B. L’office du juge national quant à l’appréciation de la sélectivité
La Cour précise que l’aide peut être sélective même lorsqu’elle concerne l’intégralité d’un secteur économique comme celui du crédit. Le décret de 2001 prévoit que les établissements financiers mettent en œuvre le dispositif et bénéficient exclusivement de la garantie publique. La circonstance que la mesure profite indirectement à certains ménages modestes ne remet pas en cause le caractère sélectif de l’avantage. Le juge national doit toutefois vérifier si des modifications législatives ultérieures ont étendu cette garantie à d’autres catégories d’opérateurs économiques. La Cour invite ainsi la juridiction de renvoi à « apprécier plus particulièrement le caractère sélectif d’une telle garantie » au regard des faits. Cette recherche factuelle conditionne la qualification définitive de la mesure comme aide d’État soumise aux règles du droit de l’Union. La reconnaissance du caractère d’aide d’État impose de déterminer le régime juridique applicable à la mesure selon sa date de création.
II. Le régime de l’aide nouvelle et ses conséquences
Le non-respect des obligations procédurales lors de l’adhésion d’un nouvel État membre entraîne l’illégalité de la mesure et son éventuelle récupération.
A. L’obligation de notification préalable et le constat d’illégalité
La Cour distingue les aides existantes des aides nouvelles en se référant aux conditions strictes fixées par l’acte d’adhésion. Les mesures mises à exécution après le 10 décembre 1994 et non énumérées dans l’acte d’adhésion constituent des aides nouvelles. La garantie litigieuse n’a pas fait l’objet d’un examen par la Commission européenne dans le cadre de la procédure de transition. Elle doit donc être considérée comme une aide nouvelle soumise à l’obligation de notification prévue à l’article 108 du traité. Le juge rappelle qu’une « mesure d’aide mise à exécution en méconnaissance des obligations découlant de l’article 108, paragraphe 3, TFUE est illégale ». L’omission de cette formalité prive l’État de la possibilité de mettre régulièrement en œuvre son régime de garantie des prêts. L’illégalité constatée par le juge national emporte des conséquences rigoureuses pour les bénéficiaires de l’avantage financier octroyé par l’État.

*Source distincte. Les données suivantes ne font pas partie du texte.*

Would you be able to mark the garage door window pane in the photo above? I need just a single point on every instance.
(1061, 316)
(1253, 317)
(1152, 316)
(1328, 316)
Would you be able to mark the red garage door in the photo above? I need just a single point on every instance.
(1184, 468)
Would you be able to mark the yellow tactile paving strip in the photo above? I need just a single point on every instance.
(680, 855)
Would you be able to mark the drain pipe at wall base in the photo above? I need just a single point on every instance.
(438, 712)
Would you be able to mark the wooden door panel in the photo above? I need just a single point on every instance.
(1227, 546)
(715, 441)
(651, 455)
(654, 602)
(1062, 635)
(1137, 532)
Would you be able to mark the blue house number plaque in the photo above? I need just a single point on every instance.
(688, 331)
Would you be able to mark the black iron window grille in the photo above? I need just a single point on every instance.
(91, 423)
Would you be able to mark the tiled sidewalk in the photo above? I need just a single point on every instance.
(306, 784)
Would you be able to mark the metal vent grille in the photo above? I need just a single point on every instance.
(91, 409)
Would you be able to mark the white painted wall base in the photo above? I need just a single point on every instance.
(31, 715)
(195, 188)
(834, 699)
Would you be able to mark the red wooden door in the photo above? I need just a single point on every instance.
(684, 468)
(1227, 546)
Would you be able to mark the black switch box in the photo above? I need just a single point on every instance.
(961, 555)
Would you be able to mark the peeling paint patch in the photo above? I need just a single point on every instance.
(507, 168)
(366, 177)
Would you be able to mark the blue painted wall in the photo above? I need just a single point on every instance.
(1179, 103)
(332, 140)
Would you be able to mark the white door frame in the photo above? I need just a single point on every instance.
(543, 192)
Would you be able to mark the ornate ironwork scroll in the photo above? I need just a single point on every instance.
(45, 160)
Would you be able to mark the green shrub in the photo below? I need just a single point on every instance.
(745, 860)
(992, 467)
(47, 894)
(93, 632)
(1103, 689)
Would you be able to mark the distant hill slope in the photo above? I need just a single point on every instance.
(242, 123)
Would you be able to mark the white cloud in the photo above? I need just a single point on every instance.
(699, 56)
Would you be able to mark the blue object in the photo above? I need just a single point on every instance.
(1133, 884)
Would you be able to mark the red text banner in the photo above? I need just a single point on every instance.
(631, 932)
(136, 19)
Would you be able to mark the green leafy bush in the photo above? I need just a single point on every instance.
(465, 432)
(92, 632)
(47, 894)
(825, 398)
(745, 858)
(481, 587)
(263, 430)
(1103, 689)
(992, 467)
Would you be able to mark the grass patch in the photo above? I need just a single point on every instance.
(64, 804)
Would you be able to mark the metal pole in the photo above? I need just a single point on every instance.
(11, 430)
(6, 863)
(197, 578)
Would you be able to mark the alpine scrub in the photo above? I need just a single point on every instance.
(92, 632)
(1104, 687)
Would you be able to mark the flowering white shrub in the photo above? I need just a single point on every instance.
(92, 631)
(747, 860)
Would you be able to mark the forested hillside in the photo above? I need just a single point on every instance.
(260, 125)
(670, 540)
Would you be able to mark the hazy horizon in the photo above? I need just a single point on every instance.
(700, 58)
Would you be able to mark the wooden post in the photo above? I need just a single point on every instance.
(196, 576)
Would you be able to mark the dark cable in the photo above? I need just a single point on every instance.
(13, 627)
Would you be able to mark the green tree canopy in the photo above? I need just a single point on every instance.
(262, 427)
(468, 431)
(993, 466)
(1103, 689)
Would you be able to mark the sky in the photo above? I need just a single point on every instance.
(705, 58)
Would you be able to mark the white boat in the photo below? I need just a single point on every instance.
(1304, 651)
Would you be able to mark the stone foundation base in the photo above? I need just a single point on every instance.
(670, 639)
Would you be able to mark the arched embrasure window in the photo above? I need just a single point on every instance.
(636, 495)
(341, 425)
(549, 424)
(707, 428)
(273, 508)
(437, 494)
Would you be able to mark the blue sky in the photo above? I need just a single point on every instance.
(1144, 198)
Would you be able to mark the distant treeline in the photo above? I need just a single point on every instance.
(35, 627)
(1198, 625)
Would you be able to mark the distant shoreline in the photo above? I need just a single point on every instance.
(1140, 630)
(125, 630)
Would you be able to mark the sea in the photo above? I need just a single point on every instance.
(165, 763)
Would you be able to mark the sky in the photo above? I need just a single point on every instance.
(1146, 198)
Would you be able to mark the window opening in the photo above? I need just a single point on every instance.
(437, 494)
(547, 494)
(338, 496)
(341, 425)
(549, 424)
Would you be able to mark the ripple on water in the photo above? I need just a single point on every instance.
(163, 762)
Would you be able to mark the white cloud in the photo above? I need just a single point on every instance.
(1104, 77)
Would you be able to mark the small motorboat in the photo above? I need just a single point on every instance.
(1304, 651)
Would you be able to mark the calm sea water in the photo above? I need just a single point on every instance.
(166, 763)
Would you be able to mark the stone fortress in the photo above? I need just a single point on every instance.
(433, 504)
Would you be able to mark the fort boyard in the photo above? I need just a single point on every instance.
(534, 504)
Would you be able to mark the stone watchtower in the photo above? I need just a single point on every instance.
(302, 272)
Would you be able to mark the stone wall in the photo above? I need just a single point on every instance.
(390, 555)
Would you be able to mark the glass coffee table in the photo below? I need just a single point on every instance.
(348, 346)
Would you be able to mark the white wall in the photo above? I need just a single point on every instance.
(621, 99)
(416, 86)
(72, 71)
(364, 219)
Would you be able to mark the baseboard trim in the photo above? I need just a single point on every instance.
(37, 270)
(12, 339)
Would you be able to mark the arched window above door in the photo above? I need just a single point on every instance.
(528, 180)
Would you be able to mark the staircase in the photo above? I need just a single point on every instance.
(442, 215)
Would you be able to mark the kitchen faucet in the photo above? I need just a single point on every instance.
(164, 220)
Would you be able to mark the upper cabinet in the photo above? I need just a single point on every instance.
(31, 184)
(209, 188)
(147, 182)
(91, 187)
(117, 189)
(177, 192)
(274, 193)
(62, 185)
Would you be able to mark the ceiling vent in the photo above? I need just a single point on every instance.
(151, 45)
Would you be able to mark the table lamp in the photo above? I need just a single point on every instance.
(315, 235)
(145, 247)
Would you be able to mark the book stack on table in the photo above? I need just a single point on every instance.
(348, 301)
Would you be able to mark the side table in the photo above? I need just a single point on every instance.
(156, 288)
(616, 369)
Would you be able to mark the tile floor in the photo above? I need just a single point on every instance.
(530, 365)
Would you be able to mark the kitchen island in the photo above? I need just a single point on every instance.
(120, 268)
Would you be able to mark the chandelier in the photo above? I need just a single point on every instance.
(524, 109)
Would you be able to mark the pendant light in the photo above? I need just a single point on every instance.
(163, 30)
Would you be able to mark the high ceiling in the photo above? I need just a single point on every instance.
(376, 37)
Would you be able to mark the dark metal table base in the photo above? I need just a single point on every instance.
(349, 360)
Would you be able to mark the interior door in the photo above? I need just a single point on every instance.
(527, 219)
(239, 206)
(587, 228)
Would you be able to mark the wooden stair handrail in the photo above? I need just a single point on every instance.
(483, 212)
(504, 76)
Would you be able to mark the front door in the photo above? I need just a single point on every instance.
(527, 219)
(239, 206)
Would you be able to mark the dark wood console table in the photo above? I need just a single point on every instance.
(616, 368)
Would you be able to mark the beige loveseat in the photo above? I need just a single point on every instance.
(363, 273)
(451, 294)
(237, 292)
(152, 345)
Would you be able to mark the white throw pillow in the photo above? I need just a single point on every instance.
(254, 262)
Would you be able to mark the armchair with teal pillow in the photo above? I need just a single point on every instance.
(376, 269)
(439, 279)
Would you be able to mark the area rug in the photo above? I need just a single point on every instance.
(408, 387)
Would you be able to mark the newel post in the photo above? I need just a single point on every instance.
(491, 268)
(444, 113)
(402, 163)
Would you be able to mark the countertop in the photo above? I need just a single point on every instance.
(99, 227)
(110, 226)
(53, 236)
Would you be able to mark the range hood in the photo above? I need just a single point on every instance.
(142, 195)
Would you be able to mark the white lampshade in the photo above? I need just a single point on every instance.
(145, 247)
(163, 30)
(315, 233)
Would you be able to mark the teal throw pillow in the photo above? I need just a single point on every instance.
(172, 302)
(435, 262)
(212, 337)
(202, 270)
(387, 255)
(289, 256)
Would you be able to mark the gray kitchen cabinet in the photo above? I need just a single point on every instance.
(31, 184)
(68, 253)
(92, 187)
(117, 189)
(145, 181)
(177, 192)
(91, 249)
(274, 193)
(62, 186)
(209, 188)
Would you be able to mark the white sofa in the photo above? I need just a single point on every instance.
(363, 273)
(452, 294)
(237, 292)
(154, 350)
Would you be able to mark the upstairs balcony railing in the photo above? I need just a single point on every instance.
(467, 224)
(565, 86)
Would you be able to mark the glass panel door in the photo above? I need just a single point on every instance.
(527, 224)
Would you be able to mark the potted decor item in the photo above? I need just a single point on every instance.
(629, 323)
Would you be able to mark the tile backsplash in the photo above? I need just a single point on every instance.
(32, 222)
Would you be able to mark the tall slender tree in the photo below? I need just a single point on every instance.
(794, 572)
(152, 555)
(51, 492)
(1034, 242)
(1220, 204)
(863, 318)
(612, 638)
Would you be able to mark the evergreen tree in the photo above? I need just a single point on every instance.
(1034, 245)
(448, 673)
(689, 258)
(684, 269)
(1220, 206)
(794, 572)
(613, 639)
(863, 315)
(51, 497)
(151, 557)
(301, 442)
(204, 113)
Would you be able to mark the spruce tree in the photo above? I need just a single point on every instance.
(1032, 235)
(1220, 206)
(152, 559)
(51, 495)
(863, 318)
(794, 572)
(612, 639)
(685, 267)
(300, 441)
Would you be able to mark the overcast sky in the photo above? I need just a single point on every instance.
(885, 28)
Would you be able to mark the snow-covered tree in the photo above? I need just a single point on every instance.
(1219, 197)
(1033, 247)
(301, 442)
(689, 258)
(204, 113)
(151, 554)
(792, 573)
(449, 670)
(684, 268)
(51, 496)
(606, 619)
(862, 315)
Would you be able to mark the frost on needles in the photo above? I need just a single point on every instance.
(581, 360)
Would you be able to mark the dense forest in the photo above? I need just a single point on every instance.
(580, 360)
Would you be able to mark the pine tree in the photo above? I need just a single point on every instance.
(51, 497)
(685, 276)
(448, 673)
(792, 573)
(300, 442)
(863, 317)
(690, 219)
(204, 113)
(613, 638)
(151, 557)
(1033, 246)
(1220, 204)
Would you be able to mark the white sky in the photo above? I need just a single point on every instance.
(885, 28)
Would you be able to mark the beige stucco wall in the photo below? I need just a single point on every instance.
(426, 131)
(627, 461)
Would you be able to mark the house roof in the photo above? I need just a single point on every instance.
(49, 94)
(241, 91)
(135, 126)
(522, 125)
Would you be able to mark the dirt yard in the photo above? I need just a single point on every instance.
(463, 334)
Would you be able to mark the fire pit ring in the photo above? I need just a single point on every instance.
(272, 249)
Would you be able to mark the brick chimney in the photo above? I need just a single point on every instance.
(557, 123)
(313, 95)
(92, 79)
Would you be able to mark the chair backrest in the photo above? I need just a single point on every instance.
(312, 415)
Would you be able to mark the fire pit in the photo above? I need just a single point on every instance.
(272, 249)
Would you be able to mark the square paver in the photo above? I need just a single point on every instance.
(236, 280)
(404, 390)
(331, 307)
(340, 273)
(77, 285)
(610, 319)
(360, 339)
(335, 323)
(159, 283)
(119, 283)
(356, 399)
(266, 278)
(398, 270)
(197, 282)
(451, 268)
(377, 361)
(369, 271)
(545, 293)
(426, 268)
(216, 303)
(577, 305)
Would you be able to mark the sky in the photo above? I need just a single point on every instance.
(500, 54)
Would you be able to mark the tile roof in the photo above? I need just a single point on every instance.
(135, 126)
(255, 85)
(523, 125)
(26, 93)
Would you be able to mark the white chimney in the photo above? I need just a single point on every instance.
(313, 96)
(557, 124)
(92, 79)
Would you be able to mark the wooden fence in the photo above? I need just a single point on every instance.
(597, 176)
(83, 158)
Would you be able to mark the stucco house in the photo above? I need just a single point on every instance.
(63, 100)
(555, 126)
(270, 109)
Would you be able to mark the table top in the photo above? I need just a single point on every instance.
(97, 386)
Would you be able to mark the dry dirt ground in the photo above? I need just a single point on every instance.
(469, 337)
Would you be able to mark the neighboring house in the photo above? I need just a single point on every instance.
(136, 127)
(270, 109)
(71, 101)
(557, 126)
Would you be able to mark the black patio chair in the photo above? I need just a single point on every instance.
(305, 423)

B. L’impératif de récupération et l’absence de recours des bénéficiaires
Les juridictions nationales doivent tirer toutes les conséquences de la violation du droit de l’Union en ordonnant le recouvrement des aides. L’objectif principal de la récupération est d’éliminer la distorsion de concurrence en rétablissant la situation antérieure au versement du soutien. La Cour affirme que les bénéficiaires d’une aide illégale ne peuvent invoquer une confiance légitime dans la régularité du dispositif. Un opérateur économique diligent doit normalement s’assurer que la procédure de notification à la Commission européenne a été correctement respectée. Le juge souligne ainsi que les établissements de crédit « ne disposent pas de voie de recours conformément au droit de l’Union ». L’éventuelle compatibilité ultérieure de l’aide avec le marché intérieur ne régularise pas rétroactivement l’absence de notification initiale par l’État. La protection des droits des tiers et l’effet utile du contrôle des aides imposent ainsi une application stricte de ces sanctions.